2021 Fiscal Year Research-status Report
アジアの薬草メディスンマンにおける医療表象文化と神話・歌謡文学の発生理論の研究
Project/Area Number |
16K02615
|
Research Institution | Kansai University |
Principal Investigator |
毛利 美穂 関西大学, 東西学術研究所, 非常勤研究員 (70556026)
|
Co-Investigator(Kenkyū-buntansha) |
中尾 瑞樹 関西大学, 教育開発支援センター, 研究員 (60773794) [Withdrawn]
|
Project Period (FY) |
2016-04-01 – 2023-03-31
|
Keywords | 医療人文学 / 比較文学 / 医史学 / 薬学 / 生命科学 / ナノライフサイエンス |
Outline of Annual Research Achievements |
2021年度の実績は、主に次の3点である。
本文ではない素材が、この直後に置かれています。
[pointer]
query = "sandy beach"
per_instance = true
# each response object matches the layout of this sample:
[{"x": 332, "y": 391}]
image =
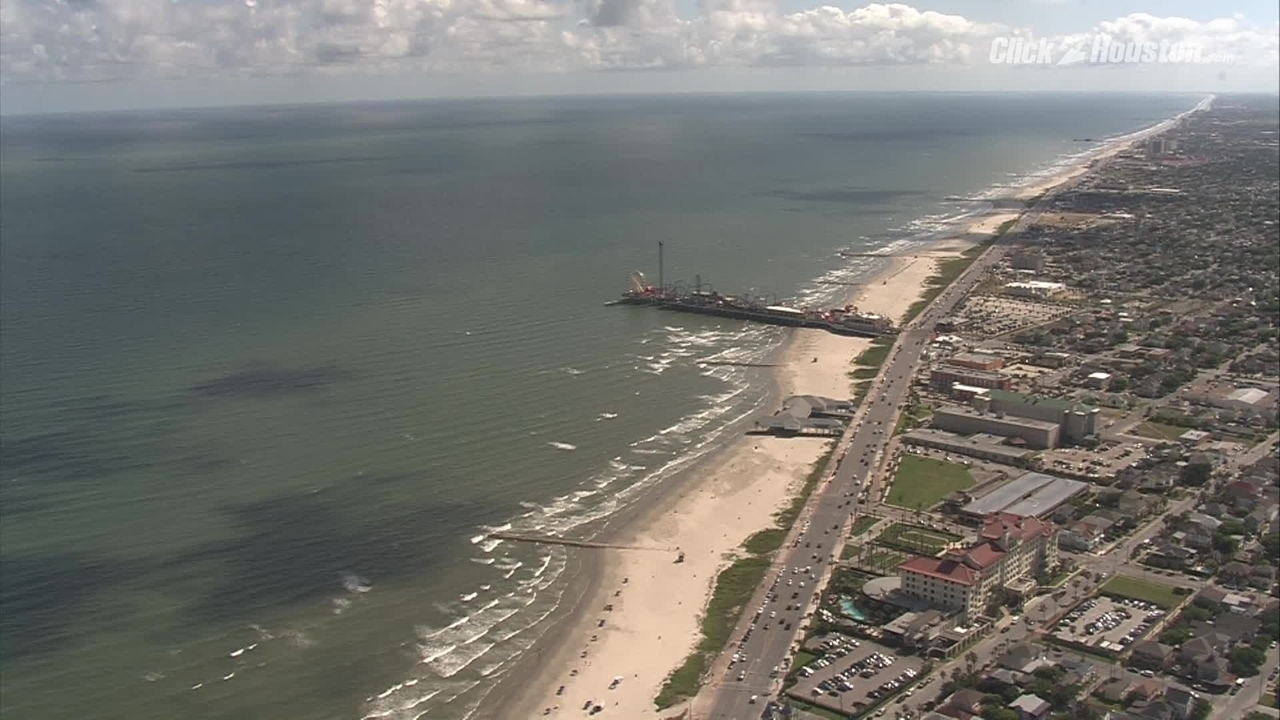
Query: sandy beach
[{"x": 657, "y": 604}]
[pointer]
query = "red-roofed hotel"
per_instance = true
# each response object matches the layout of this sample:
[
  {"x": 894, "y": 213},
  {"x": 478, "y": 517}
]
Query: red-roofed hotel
[{"x": 1009, "y": 552}]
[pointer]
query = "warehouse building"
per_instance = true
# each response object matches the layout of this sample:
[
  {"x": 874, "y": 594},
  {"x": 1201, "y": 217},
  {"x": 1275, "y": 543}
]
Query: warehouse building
[
  {"x": 942, "y": 377},
  {"x": 1032, "y": 495},
  {"x": 1009, "y": 552},
  {"x": 977, "y": 361},
  {"x": 1075, "y": 419},
  {"x": 981, "y": 446},
  {"x": 1037, "y": 434}
]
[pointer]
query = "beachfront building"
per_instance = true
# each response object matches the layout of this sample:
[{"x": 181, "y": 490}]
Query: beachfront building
[
  {"x": 1028, "y": 260},
  {"x": 1037, "y": 434},
  {"x": 1074, "y": 419},
  {"x": 1033, "y": 288},
  {"x": 977, "y": 360},
  {"x": 1009, "y": 552},
  {"x": 942, "y": 377}
]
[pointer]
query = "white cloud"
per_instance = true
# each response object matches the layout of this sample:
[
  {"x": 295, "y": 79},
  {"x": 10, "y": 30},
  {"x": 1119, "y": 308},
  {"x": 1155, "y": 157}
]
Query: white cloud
[{"x": 95, "y": 40}]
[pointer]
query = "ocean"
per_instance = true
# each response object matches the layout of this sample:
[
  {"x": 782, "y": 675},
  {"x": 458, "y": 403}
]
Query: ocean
[{"x": 268, "y": 376}]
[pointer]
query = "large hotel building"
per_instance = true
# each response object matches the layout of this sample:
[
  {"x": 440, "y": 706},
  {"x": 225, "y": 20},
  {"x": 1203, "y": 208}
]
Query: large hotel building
[{"x": 1009, "y": 552}]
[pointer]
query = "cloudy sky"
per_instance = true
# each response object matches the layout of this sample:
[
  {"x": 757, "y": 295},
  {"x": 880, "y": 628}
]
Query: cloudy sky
[{"x": 119, "y": 54}]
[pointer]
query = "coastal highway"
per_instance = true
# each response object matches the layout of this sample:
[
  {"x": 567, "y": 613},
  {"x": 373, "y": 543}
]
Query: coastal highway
[{"x": 750, "y": 670}]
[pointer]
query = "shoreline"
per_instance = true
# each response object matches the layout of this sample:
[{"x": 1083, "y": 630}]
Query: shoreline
[
  {"x": 732, "y": 492},
  {"x": 656, "y": 621}
]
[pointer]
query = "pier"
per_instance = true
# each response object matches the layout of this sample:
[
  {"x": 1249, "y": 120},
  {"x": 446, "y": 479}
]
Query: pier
[
  {"x": 700, "y": 299},
  {"x": 568, "y": 542}
]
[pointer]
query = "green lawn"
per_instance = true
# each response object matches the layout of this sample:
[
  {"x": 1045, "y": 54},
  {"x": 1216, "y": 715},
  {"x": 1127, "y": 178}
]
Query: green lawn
[
  {"x": 1159, "y": 431},
  {"x": 947, "y": 272},
  {"x": 1138, "y": 588},
  {"x": 862, "y": 524},
  {"x": 923, "y": 482},
  {"x": 913, "y": 538},
  {"x": 732, "y": 591},
  {"x": 734, "y": 588}
]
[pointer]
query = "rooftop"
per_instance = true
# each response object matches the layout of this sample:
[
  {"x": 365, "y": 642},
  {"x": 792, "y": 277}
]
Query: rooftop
[
  {"x": 1060, "y": 404},
  {"x": 941, "y": 568},
  {"x": 1029, "y": 495}
]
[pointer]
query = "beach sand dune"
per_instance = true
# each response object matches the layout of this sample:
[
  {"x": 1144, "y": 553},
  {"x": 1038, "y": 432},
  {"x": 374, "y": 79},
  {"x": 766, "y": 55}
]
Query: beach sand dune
[{"x": 657, "y": 604}]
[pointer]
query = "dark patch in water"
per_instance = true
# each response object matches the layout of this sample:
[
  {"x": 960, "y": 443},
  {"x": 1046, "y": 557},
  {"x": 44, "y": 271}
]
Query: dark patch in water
[
  {"x": 850, "y": 196},
  {"x": 272, "y": 382},
  {"x": 64, "y": 454},
  {"x": 42, "y": 596},
  {"x": 259, "y": 164},
  {"x": 888, "y": 135},
  {"x": 296, "y": 548}
]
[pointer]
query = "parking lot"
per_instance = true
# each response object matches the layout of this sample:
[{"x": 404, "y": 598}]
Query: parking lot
[
  {"x": 1005, "y": 314},
  {"x": 853, "y": 673},
  {"x": 1107, "y": 624},
  {"x": 1104, "y": 461}
]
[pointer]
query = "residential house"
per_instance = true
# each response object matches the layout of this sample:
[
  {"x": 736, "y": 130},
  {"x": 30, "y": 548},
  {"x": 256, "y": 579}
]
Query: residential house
[
  {"x": 1182, "y": 700},
  {"x": 1133, "y": 504},
  {"x": 1206, "y": 522},
  {"x": 1242, "y": 495},
  {"x": 1215, "y": 673},
  {"x": 1261, "y": 519},
  {"x": 1262, "y": 577},
  {"x": 1031, "y": 707},
  {"x": 1151, "y": 655},
  {"x": 1146, "y": 691},
  {"x": 1237, "y": 628},
  {"x": 967, "y": 700},
  {"x": 1215, "y": 509},
  {"x": 1196, "y": 651},
  {"x": 1235, "y": 574},
  {"x": 1114, "y": 689},
  {"x": 1211, "y": 597},
  {"x": 1022, "y": 657}
]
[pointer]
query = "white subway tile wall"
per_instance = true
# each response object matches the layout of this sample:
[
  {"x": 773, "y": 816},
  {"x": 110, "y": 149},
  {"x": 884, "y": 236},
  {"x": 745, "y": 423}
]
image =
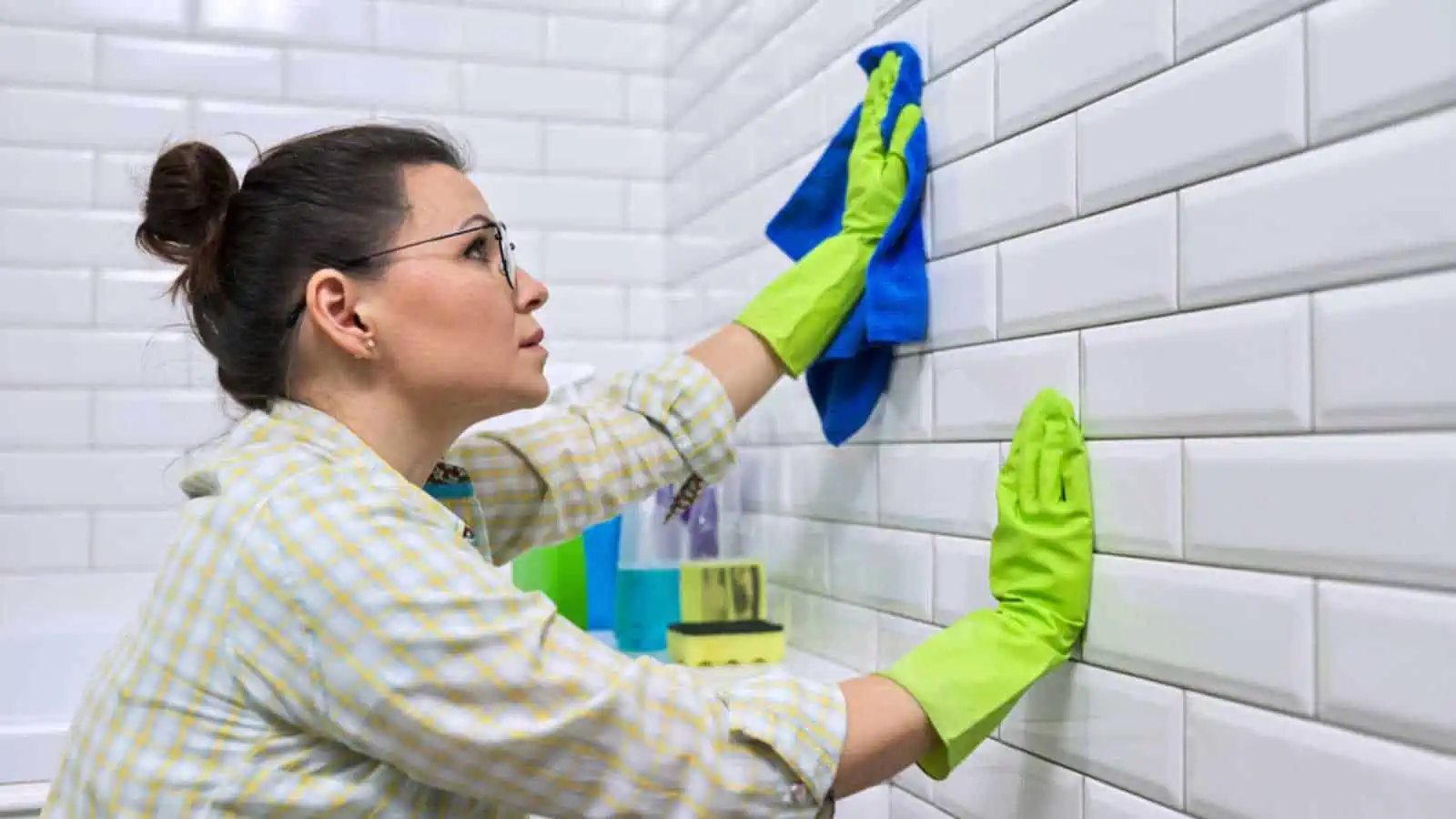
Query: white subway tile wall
[
  {"x": 1227, "y": 230},
  {"x": 102, "y": 389}
]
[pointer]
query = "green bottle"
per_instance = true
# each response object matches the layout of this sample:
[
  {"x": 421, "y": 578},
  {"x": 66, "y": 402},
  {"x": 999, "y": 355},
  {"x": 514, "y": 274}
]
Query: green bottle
[{"x": 560, "y": 571}]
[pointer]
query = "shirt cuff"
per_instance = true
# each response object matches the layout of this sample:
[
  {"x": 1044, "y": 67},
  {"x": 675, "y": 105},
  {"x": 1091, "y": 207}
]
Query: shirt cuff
[
  {"x": 803, "y": 722},
  {"x": 684, "y": 399}
]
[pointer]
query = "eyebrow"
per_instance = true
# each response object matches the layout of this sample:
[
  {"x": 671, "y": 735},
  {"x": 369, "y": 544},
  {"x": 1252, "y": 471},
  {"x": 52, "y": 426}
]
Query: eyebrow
[{"x": 480, "y": 217}]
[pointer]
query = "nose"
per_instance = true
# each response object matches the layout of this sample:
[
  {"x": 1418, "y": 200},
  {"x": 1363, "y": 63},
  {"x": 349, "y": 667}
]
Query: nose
[{"x": 531, "y": 293}]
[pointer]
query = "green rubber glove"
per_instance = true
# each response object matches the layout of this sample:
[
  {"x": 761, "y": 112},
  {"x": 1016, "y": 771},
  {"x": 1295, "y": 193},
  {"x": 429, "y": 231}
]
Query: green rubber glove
[
  {"x": 968, "y": 675},
  {"x": 800, "y": 312}
]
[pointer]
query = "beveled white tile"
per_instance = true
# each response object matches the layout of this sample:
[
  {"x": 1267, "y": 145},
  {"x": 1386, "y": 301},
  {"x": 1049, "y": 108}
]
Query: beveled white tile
[
  {"x": 1111, "y": 726},
  {"x": 1235, "y": 632}
]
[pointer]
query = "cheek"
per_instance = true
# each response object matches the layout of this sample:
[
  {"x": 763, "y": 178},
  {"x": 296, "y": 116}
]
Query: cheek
[{"x": 458, "y": 321}]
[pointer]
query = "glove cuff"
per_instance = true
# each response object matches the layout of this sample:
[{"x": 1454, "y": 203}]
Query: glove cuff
[
  {"x": 798, "y": 314},
  {"x": 967, "y": 678}
]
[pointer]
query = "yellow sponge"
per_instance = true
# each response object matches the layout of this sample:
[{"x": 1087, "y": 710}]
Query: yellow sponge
[
  {"x": 701, "y": 647},
  {"x": 724, "y": 617}
]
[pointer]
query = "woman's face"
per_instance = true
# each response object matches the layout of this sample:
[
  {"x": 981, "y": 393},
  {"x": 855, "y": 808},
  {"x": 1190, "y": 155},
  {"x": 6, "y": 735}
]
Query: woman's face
[{"x": 450, "y": 329}]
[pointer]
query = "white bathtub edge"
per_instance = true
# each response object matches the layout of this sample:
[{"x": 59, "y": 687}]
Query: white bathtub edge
[{"x": 21, "y": 799}]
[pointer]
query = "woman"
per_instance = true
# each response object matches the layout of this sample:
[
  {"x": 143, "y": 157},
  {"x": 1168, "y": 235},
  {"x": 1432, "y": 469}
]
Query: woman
[{"x": 331, "y": 639}]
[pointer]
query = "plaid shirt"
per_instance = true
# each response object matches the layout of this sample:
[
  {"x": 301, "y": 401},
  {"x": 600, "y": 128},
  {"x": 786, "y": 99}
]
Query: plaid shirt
[{"x": 328, "y": 639}]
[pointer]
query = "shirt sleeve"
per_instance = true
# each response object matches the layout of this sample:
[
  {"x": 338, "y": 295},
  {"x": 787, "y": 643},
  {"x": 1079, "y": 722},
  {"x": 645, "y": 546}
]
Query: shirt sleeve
[
  {"x": 552, "y": 479},
  {"x": 424, "y": 656}
]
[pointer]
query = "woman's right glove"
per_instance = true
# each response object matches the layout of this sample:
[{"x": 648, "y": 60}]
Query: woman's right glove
[{"x": 968, "y": 675}]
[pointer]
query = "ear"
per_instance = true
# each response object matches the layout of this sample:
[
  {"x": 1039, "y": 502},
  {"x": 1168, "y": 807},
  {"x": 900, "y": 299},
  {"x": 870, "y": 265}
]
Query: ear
[{"x": 334, "y": 302}]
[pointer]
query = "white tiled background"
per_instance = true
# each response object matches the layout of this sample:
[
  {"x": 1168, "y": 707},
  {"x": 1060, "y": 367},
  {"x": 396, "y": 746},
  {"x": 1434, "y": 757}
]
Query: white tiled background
[{"x": 1227, "y": 229}]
(1)京都市等での薬学調査をふまえて、(2)人文学系アプローチから、医療人文学の方法論をまとめ、また、(3)医学・薬学・生物学・生命科学系アプローチから、医療人文学の方法論についていくつかの試論を挙げたことである。 (1)は、研究代表者の毛利の仮説の元、研究協力者の中尾と分担して実施した。(2)は、主に毛利が担当し、文学作品を解釈するための新たな研究アプローチとして、「文化的フレーム」という視点を提示した。「フレーム」とは、ある対象を理解するときに、理解するときのアプローチの仕方・考え方であり、「文化的フレーム」とは、人間の、文化的文脈上にのみ存在するフレームを指す。特に、「場」と「文化的フレーム」の関係についていくつか考察を加えた。この「文化的フレーム」の導入により、医学や史学、宗教学や人類学などの要素を含んだ、医療人文学的文学理論への構想を着実に推進する基盤を作り上げることができた。(3)は、主に研究協力者の中尾が担当し、医書の分析と並行して、(1)の調査を元に、医学や薬学の視点から、テキストと病症や医療的事象の関係について事例を蓄積することができた。 2021年度の特筆すべき点として、新型コロナウイルス感染症の影響により、引き続き対外的な活動を自粛することになった。一方、研究方法を確立するに従い、調査の補完部分が明確となったことで、成果のまとめを次年度に行うことを決定した。
|
Current Status of Research Progress |
Current Status of Research Progress
3: Progress in research has been slightly delayed.
Reason
研究代表者および研究協力者は、(1)本研究課題の調査研究実施のための基礎的研究、(2)「医療人文学」としての文学生成理論の構築に向けての仮説検討、(3)関連研究者とのネットワーク構築、情報交換に従事した。「医療人文学」の研究手法を確立することにより、補完が必要な調査が明確となったことは、まずまずの実績であった。 ただし、2020年度より研究を進めることはできたが、2021年度も引き続き新型コロナウイルス感染症の影響によって、研究の進行が鈍化した。方法論の試論を重ねた結果、具体的な成果報告には不足要素もあり、今年度でまとめることは適切でないと判断した。そのため、「やや遅れている」とする評価が妥当であると考えた。
|
Strategy for Future Research Activity |
成果をまとめるため、(1)調査の補完を行い、(2)「医療人文学」としての文学生成理論のまとめ、(2)関連研究者および海外研究機関、研究者とのネットワーク構築、情報交換に従事する。 世界的な情勢不安や新型コロナウイルス感染症の影響は続くが、次の3点について研究を進めていく。研究協力者と分担して、(1)補完が必要な文献および現地調査(オンラインを含む)を行い、(2)国際カンファレンスでの発表を含めた成果をまとめることに注力し、(3)文理融合の「医療人文学」発信、そして研究会の構築を目指す。調査においては、各国の状況および新型コロナウイルス感染症の流行による政府・自治体の方針に沿いながら手配を行い、成果の発表は、追加調査をふまえた上で、整理・分析をする。
|
Causes of Carryover |
2021年度は成果報告をまとめることを主軸とした研究計画を立てていたが、成果をまとめるにあたり、調査の補完が必要となった。ただし、2021年度も引き続き新型コロナウイルス感染症の影響によって、計画・予定していた出張・研究発表が中止・延期となり、対外的な活動を自粛せざるを得なかった。また、研究協力者の業務量の増加に伴い、打ち合わせの頻度も減ったことで、適切な予算執行が難しいと判断した結果、次年度使用額が生じた。 2022年度は、世界的な情勢不安や新型コロナウイルス感染症などの影響を鑑み、追加調査においては研究協力者との分担をより明確にした研究計画を立てている。